OO: How do you establish prices? OnboardOnline was interested in producing a bunkering app for crew to be able to compare prices, however, we quickly learned that would be nearly impossible with how the market works. Why is that?
ER: “We get our fuel directly from the fuel farm here in Fort Lauderdale and every morning, about 5:30 in the morning, we get the prices from the various refineries.”
OO: But that price varies throughout the day…
ER: “Yep. And the way the markets go, that could fluctuate 10-to-15 percent in a day. And we adjust our prices accordingly, because we sell based on our average inventory.
“Fuel is a commodity and the price is changing moment by moment.”
OO: The design of the barges is very innovative and specific to the inland waterways of Fort Lauderdale and Miami. Tell us a little about the barges.
ER: “They’re under 100 tons. They carry 10,000 gallons of fuel. They can pump fuel at a rate of up to 220 gallons per minute, which is by far faster than any truck – even 10 times as fast. So we can deliver fuel to a ship as fast as they can take it, meaning as fast as their specifications allow them.
“These are the only fuel barges of their type – self-propelled fuel barges – in the United States.”
OO: Do you feel the barges give Peterson a distinct advantage over competitors?
ER: “We basically sell a commodity with a service based on convenience, where we can bring the fuel right to you. We stop down right beside your ship – we never touch your ship – and hand you the hose. In other words, if you’re a large yacht, you don’t need to move from your dock to go to a fuel dock or have a fuel truck pull into a parking lot and reel out 300 feet of hose. And, again, we pump a lot faster, so your time and your crew spend less time fuelling when they use Peterson.”
OO: Generally speaking, who are your clients?
ER: “We handle everything that’s in the Fort Lauderdale area. Anything from small freighters to tour vessels to dinner boats to megayachts to sport fishermen to supplying generators to condos on the waterway. We also help the Coast Guard during hurricane response. We help fuel the generators in the local bridges. So, we consider ourselves a good local corporate client and we support all our local marine industries and marine patrol.”
OO: What is the most important thing for a bunkering company to adhere to? What do you instil in your employees?

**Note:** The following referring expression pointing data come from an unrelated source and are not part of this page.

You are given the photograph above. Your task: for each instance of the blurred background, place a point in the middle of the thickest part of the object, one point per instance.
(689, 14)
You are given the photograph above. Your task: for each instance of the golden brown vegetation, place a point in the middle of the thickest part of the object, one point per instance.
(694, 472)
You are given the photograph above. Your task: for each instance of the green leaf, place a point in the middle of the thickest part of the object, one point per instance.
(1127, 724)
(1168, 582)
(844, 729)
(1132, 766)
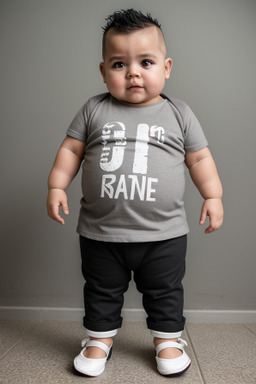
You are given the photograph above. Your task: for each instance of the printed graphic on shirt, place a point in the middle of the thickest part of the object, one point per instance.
(129, 186)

ER: “It’s our employees that make this company. It’s all about delivery. It’s all about being on time. It’s all about courtesy, advice. We’ve got knowledgable captains who know the waterways, who know their products and sell their fuel and it’s always safety first. One thing I can say about our company is that we have a zero spill record.”
OO: No spills is pretty impressive. What safeguards do you use to ensure no fuel makes contact with the water?
ER: “It means communicating with your captain, your engineers, who are taking on fuel. One thing we find is that there’s a lot of boat owners who don’t understand their own vessels or new boat owners who never fuelled their boats before that we normally run into problems with. So, we’re there to assist them. We hand them the hose, but they’re responsible for pumping.”
OO: How many boats do you service in a typical day?
ER: “Anywhere from three to seven vessels per barge. So, can do between 15 and 25 yachts a day, depending on fuel.”
OO: What’s the largest vessel you’ve serviced?
ER: “The largest ship we’ve done is the Yorktown, which is 312 feet (95m). That took three barges-worth of fuel.”